What is social network analysis?
This project is a digital humanities thesis. Digital humanities simply means the study of a humanities subject with the application of technology to quantify it.
Social Network analysis is a way to study relationships between people. It provides visual and statistical data to explain a social situation through graphs made of nodes and edges. All the graphs created for this project were made with NodeXL. The network here shows a fictional graph of 9 nodes and 17 edges to explain the basics of this method. Refer back to this page for definitions of network terms used to describe the Salem Witch Trials networks featured on this site.
A node represents a person. On the example, the labelled dots are all nodes. In the Salem networks, labels are removed for clarity, but the dots represent individuals. If a graph includes 9 nodes, then that means it includes 9 people. The gif below shows the diagram with the nodes and their edges highlighted.
The lines extended from each node are edges. Each edge represents a relationship between nodes. On the example, nodes A and B are connected with an edge, which means A and B have a relationship. Each network can have different standards for relationships, so in each section the definition is clearly stated to explain what counts and does not count as a relationship. The example below shows each of the 17 edges in this network.
The edge weight refers to the frequency of which an edge appears in the data set. When the network is graphed, it merges repeated edges into one to keep the graph relatively neat. The AB edge may appear more often than the AC edge, so it is worth considering the relevance of this information. Note that the edge weight is based solely on documents, so other factors (kinship, number of documents, etc.) may contribute to the interpretation of this data.
A degree is the number of edges or connections extending from a node. The more degrees a node has, the better connected the node is within a network. If you look below at the example graph with the degree data, you can see how A is clearly the most connected and I is the least.
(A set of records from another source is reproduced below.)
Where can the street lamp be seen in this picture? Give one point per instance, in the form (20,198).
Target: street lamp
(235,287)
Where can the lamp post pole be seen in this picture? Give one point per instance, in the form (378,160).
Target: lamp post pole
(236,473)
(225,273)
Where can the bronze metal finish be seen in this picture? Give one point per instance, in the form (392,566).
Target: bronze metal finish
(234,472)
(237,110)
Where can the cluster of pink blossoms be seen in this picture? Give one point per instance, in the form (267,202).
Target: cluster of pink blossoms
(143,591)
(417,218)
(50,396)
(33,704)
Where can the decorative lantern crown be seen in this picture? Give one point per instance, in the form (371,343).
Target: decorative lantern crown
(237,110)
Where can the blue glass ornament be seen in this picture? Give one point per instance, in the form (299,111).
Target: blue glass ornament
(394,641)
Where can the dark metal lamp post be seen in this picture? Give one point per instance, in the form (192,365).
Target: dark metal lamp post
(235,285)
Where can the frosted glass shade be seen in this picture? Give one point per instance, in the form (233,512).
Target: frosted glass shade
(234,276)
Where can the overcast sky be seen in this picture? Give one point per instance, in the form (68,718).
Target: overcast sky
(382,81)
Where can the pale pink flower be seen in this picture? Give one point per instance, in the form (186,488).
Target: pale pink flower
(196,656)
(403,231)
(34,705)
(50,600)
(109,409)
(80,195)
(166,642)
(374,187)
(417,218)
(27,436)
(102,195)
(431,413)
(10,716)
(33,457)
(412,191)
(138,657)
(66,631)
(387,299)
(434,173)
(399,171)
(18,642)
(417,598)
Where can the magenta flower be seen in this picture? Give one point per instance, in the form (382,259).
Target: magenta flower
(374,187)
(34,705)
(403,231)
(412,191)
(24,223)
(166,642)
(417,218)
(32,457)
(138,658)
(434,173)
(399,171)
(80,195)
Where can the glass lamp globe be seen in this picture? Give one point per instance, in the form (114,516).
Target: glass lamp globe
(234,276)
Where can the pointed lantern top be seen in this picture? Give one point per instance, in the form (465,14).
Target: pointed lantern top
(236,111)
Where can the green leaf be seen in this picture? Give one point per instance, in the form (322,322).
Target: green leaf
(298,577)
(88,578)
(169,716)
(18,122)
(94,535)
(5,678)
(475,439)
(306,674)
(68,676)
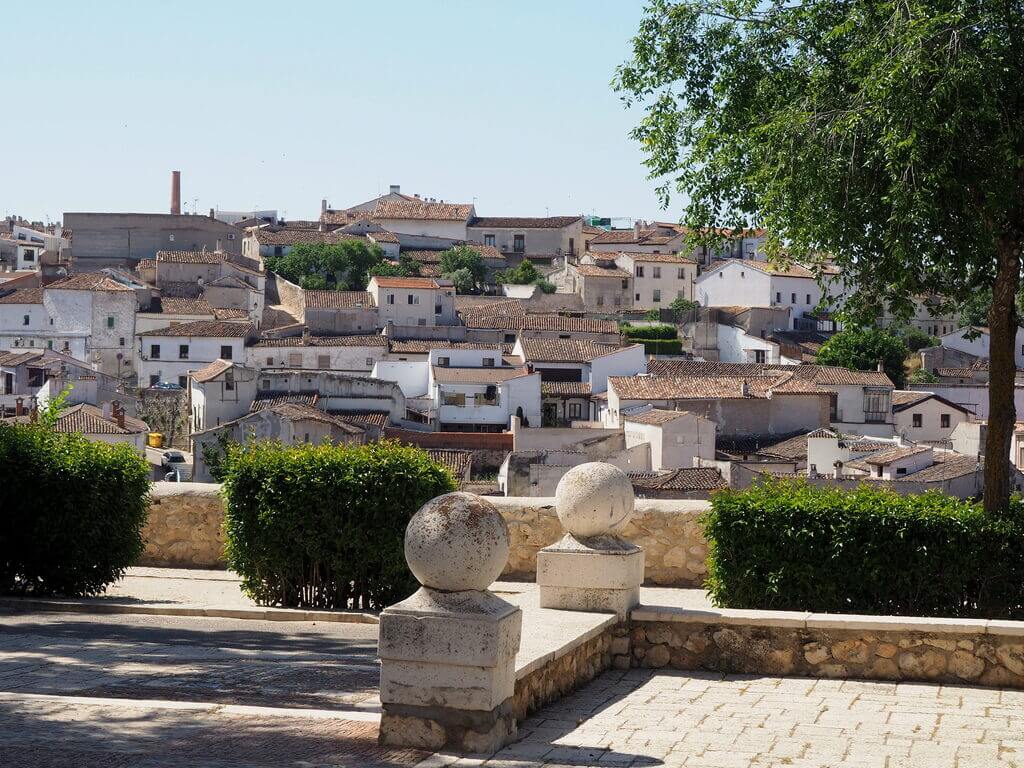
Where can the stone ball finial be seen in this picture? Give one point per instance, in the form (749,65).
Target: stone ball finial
(594,499)
(457,542)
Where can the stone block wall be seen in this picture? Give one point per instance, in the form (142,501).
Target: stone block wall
(839,651)
(675,550)
(183,528)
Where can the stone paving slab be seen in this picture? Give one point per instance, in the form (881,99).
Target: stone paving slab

The shortest path between different nodes is the geodesic distance. The distance between A and I is 2 since you need to travel from I to H and then H to A. In comparison, B has a distance of 3 from I since it must travel the same route as A, but also B to A. The gif below illustrates this difference. Travel to most other nodes is much shorter given the closeness of the graph since most nodes are connected through A. The average geodesic distance is 1.5, and the maximum distance is 3. Note that this is the shortest distance, so node E could travel to D through B, C, and then D, but the distance is calculated by the shortest path.
The Betweenness Centrality is based on the shortest distance between nodes. It calculates how frequently a node is a part of the shortest distance to another node. If node F wants to reach node B, both A and D are the shortest path since both allow F to reach B with a distance of 2. The shortest path to node I must always include H, so H is involved in the 7 paths for nodes A through G to reach I. Node I is never the shortest path to another node given its isolation in the network. The data set below shows the Betweenness Centrality for the example graph. Notice how aside from I, nodes C, E, G, and F also receive a score of zero. These nodes connect to several nodes on the network, but never create the shortest path. A is clearly the easiest node to travel elsewhere in the network. Node A's position surpasses C, E, G, and F's connections since it creates shorter pathways through the network.
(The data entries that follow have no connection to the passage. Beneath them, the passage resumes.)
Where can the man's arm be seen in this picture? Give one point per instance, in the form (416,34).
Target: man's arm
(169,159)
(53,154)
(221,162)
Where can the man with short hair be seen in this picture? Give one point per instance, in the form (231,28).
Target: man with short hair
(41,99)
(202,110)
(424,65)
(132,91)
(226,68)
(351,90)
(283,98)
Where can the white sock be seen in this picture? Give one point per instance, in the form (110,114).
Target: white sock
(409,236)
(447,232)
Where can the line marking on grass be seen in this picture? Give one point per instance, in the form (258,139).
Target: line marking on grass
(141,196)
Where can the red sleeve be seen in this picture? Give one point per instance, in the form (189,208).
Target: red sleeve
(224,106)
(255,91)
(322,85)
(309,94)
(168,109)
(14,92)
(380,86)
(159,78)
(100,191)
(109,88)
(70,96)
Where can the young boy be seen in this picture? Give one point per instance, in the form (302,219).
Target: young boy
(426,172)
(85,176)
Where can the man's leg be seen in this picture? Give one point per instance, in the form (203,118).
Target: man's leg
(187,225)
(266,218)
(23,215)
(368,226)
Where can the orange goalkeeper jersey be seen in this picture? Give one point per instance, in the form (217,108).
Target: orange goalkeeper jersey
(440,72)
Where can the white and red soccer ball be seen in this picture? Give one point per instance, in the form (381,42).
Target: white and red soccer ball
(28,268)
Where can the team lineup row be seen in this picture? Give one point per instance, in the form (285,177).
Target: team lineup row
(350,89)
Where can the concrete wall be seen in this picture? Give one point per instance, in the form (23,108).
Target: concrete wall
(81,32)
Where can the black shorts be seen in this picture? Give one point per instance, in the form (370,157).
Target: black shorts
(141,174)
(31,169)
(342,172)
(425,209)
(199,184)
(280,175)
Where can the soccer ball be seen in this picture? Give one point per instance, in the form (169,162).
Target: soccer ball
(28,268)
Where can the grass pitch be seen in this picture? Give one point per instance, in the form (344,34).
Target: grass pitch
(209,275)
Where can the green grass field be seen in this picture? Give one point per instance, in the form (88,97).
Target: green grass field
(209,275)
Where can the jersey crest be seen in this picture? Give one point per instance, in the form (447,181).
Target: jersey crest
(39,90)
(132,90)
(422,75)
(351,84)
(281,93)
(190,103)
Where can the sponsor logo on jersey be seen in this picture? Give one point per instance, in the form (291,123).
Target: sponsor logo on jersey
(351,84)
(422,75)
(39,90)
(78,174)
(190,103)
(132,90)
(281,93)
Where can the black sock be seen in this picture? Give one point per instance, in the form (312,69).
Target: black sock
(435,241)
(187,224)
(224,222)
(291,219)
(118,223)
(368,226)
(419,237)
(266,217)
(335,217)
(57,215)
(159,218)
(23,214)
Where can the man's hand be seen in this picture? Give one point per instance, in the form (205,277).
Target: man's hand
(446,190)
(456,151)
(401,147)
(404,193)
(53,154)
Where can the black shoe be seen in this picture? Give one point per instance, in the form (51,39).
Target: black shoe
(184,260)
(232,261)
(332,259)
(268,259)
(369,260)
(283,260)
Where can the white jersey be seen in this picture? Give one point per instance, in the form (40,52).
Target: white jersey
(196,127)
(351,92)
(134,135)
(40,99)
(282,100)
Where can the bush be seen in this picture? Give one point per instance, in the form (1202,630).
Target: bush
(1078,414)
The Eigenvector Centrality ranks nodes based on how important or influential their position within the network is in comparison to the other nodes. It depends on the node and the nodes it is connected to in the network. Node A is the most connected node in this network example, but its connections are also well connected in the network. This allows A to receive the highest Eigenvector Centrality. However, if you compare nodes F and H, both are connected to two nodes. H connects to A and I, and F connects to A and D. If the Eigenvector score only depended on the connections, F and H are equal, but F's score is nearly twice as high as H's score. Both connect to node A, so they are equal in that regard, but nodes D and I are quite different. Node D is the second most connected node in the network and I is the least. F is therefore connected to a much better node to know in comparison to H. F's relationship with D raises its Eigenvector score much more than H's relationship with I. It matters who you know, and who your connections know to receive a high Eigenvector score.
In the provided network, nodes A, H, and I are green. Nodes B, C, D, E, F, and G are blue. These colors represent the sorted groups of the network. These groups can be manipulated by node attributes or grouped by NodeXL's algorithm to group by cluster. In this case, the groups are based on clusters. These clusters represent subgroups within a network. When grouping with NodeXL's algorithms, it poses the challenge of determining why a calculated group has its own community within the network. It opens the door for some new discoveries about networks by grouping people previously not closely linked through tradition study.